Un bon père sait attendre et sait pardonner, du plus profond de son cœur. Certes, il sait aussi corriger avec fermeté : ce n’est pas un père faible, accommodant, sentimental. Le père qui sait corriger sans humilier est aussi celui qui sait protéger sans se ménager. Un jour, lors d’une réunion de mariage, j’ai entendu un père dire : « Parfois, je dois donner une petite claque à mes enfants… Mais jamais sur la figure pour ne pas les humilier ». Comme c’est beau ! Il a le sens de la dignité. Il doit punir, il le fait de façon juste et il va de l’avant.
S’il existe donc quelqu’un qui peut expliquer jusqu’au bout la prière du « Notre Père » enseignée par Jésus, c’est vraiment celui qui vit en première personne la paternité. Sans la grâce qui vient du Père qui est aux cieux, les pères perdent courage, et abandonnent la partie. Mais les enfants ont besoin de trouver un père qui les attende lorsqu’ils reviennent de leurs erreurs. Ils feront tout pour ne pas l’admettre, pour ne pas le faire voir, mais ils en ont besoin; et ne pas le trouver ouvre en eux des blessures difficiles à cicatriser.

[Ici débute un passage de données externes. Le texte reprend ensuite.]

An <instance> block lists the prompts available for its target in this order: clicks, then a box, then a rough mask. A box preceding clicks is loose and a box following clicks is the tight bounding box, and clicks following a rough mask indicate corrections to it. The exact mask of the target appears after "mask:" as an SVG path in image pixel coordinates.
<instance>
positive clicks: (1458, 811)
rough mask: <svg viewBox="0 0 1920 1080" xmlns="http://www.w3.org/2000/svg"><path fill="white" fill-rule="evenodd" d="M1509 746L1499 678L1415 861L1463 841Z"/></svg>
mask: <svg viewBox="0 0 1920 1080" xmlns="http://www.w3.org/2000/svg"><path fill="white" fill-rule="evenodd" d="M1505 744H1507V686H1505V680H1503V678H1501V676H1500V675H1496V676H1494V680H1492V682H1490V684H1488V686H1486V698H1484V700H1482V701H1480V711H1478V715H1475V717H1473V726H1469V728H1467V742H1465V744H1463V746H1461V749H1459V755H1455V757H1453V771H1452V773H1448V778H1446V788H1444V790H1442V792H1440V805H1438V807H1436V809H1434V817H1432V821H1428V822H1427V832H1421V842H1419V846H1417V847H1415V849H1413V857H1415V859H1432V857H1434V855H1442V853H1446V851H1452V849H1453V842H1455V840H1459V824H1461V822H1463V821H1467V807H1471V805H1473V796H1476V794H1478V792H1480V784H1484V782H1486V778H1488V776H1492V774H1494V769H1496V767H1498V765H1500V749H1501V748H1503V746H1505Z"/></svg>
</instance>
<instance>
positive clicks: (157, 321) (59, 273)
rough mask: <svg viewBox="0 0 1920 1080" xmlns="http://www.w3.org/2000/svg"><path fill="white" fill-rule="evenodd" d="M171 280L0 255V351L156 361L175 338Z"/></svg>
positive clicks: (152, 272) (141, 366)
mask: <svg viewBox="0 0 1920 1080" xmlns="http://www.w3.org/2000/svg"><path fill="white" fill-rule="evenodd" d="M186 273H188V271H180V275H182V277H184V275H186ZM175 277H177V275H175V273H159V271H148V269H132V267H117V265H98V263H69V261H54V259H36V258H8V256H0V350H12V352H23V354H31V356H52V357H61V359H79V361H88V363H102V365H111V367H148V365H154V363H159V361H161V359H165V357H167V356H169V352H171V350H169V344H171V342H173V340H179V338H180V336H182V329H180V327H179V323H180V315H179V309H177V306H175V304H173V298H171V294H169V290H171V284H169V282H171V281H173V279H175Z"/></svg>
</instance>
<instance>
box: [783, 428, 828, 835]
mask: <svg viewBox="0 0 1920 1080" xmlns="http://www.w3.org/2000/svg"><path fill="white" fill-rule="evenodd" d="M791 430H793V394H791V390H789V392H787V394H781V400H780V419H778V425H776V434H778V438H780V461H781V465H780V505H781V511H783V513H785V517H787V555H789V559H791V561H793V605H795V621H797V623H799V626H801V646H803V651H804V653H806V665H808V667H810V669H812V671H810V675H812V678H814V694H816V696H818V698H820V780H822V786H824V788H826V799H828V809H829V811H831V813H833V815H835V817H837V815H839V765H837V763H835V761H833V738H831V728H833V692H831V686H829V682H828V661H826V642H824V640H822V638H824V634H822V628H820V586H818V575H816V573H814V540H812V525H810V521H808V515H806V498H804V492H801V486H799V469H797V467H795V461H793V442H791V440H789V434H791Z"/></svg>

L’Église, notre mère, est engagée à soutenir de toutes ses forces la présence bonne et généreuse des pères dans les familles, car ils sont pour les nouvelles générations des gardiens et des médiateurs irremplaçables de la foi dans la bonté, de la foi dans la justice et sous la protection de Dieu, comme saint Joseph.